HISTOIRE DU BEAL DES MOULINS

1212

L’origine la plus ancienne connue est un acte de partage de la Vicomté d’Aubagne entre Roncelin, Hugues de Baux et Giraud Adhémar, qui fait état du Moulin du Canonicat (quartier des Défensions) et au 13ème siècle construction d’un autre moulin 100 m plus haut appelé moulin des Roubauds.
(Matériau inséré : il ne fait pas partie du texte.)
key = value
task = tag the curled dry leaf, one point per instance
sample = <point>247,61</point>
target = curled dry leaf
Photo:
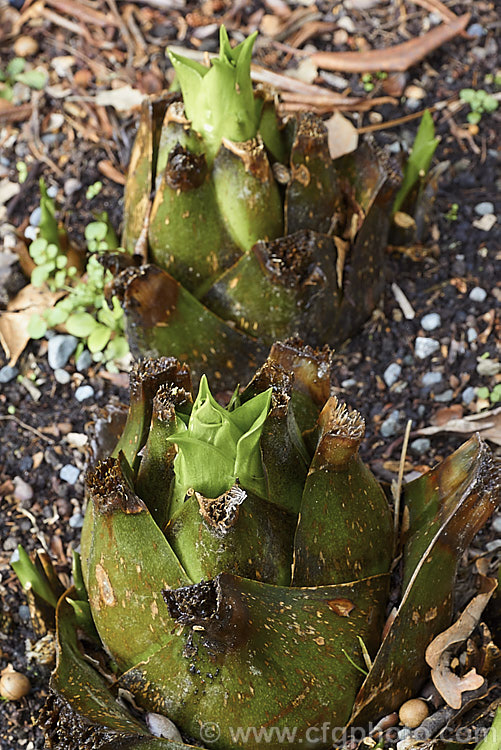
<point>487,423</point>
<point>14,320</point>
<point>440,651</point>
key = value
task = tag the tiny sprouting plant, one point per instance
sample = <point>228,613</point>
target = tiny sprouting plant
<point>16,72</point>
<point>84,311</point>
<point>480,103</point>
<point>453,212</point>
<point>419,160</point>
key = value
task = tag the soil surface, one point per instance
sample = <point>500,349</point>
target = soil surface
<point>452,278</point>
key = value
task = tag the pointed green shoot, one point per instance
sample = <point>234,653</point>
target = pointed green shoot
<point>31,578</point>
<point>419,160</point>
<point>219,100</point>
<point>220,446</point>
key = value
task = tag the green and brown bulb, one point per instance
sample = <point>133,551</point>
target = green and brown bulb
<point>254,233</point>
<point>237,564</point>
Ces deux moulins fonctionnaient au moyen du béal prenant l’eau sur l’Huveaune. Prise d’eau située quartier de la Gavedelle à hauteur du Vallat de Bonherbe

1408

Une délibération communale parle d’irrigation par le béal comme de coutumes anciennes.

1475

Allardeau, évêque de Marseille vendit à Jean Aubric un pré pour y construire un martinet au quartier de Longuelance. La commune offrit à son seigneur une journée d’homme par chef de maison pour effectuer les travaux sur le béal sous conditions que les propriétés placées le long du béal pourraient être arrosées les jours de fêtes d’église et chaque semaine, du samedi midi au lundi midi.

1515

L’évêque Claude de Seyssel qui voulait augmenter le débit du moulin suréleva la prise d’eau sur l’Huveaune et fit creuser un nouveau béal à hauteur de la prise actuelle au Pont de l’Etoile, ce qui mécontenta les arrosants inférieurs qui protestèrent contre la décision de l’évêque. Les protestations se transformèrent en émeute et les révoltés comblèrent le nouveau béal.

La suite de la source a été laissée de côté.